The Surinam toad is one of the most curious, though, at the same time, among the most hideous of batrachians. It is remarkable on account of the extraordinary way in which its young are developed. The skin of the female is separated, as is the case with others of its family, from the muscles of the back, and is nearly half an inch thick. She deposits her eggs, or spawn, at the brink of some stagnant water, when the male manages to take them up in his paws and places them on her back, where they adhere by means of a glutinous secretion, and are pressed into cells which, at that time, are open to receive them.
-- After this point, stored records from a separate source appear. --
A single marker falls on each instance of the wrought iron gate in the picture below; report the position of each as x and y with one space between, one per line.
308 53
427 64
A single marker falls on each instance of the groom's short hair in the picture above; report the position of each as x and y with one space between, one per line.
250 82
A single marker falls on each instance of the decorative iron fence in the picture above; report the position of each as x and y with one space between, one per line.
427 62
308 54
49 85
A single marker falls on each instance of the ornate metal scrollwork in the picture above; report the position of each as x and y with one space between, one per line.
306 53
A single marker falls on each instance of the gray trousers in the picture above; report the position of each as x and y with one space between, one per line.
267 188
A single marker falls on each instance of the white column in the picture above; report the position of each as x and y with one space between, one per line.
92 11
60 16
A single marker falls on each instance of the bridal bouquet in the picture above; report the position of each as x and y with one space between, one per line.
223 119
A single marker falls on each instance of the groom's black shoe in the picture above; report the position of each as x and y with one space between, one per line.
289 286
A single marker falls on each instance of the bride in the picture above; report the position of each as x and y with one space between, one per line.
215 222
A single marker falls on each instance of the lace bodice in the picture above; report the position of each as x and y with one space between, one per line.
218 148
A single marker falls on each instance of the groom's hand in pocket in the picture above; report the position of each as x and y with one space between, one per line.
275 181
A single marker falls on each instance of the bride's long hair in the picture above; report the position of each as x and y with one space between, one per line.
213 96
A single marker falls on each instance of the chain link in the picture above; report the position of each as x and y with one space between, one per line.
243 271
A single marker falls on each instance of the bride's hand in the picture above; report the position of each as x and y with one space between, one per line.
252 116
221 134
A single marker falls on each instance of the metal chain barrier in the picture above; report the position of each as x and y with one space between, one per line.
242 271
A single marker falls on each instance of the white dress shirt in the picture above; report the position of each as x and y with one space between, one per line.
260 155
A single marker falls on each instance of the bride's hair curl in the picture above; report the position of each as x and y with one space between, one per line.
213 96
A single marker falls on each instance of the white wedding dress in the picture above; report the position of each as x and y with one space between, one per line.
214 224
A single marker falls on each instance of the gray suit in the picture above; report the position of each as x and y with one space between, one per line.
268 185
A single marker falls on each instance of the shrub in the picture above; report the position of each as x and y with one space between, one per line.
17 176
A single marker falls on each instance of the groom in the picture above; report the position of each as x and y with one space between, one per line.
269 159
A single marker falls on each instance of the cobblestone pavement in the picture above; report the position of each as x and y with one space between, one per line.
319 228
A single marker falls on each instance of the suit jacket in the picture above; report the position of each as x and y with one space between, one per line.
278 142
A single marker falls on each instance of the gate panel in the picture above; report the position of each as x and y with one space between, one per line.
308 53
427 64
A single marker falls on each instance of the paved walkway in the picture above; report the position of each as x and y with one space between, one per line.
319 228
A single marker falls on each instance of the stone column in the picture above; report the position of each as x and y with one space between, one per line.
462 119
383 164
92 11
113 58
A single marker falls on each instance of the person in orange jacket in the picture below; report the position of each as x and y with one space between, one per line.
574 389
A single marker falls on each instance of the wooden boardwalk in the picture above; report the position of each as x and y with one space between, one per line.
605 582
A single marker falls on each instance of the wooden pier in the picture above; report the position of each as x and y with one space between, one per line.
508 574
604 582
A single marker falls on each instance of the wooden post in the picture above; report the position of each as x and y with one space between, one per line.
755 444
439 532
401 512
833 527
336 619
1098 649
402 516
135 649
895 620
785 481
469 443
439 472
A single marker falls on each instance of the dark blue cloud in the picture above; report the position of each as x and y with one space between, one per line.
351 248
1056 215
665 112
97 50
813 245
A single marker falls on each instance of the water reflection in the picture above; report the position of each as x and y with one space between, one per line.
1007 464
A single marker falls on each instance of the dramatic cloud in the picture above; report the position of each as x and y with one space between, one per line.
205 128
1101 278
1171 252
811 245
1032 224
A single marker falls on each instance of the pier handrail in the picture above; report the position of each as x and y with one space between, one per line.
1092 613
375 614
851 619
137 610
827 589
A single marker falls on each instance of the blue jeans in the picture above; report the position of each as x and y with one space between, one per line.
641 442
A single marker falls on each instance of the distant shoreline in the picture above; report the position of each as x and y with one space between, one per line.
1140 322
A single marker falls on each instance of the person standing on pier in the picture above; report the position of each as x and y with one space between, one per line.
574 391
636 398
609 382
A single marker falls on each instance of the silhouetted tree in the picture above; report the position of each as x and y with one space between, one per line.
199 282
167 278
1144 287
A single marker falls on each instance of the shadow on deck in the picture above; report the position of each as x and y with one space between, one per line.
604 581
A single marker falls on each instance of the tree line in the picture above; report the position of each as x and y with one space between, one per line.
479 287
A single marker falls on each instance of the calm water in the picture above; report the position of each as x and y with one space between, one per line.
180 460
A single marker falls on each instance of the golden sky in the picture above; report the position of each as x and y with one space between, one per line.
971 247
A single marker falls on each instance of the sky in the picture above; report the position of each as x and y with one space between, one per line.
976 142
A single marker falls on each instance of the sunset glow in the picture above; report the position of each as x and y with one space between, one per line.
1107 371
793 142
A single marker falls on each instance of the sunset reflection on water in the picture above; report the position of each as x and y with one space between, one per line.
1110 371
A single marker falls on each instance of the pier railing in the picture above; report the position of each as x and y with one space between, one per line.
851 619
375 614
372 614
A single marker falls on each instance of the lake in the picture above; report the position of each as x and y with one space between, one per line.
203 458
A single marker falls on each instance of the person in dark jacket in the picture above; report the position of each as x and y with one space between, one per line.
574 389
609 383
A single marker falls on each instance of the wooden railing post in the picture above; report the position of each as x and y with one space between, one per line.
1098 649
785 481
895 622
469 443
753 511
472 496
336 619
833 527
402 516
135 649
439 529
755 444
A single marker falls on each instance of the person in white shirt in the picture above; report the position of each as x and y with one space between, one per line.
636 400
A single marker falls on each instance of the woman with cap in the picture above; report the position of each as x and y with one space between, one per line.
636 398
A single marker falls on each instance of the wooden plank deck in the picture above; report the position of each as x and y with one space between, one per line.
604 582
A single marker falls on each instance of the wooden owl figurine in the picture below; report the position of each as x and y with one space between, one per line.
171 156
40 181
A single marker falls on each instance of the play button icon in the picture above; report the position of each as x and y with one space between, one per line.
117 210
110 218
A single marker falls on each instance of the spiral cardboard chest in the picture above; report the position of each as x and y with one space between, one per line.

Gradually the cells are closed by a membrane which grows over them, when her back greatly resembles a piece of honeycomb, the cells of which are filled and closed.
Here, in the course of about three months, the eggs are hatched, and the creatures undergo the usual change of the rest of the genus; first assuming the form of tadpoles, and gradually acquiring their complete shape. When perfected, and possessed of their limbs, they work their way out of the cells; and it is a curious sight to see them struggling out—their head and paws projecting in all directions from their mother’s back—and sliding down on the ground, when they begin to hop merrily about.
The cells are considerably deeper than wide, and each would contain an ordinary bean thrust endwise into it. The head of the creature is of an unusual shape, as it has a snout with nostrils lengthened into a kind of tube. The skin is of a brownish-olive above, and white below; and is covered with a number of small, hard granules, with some horny tubercular projections among them. After the brood have left the mother’s back, the cells again fill up—the whole process occupying about eight days.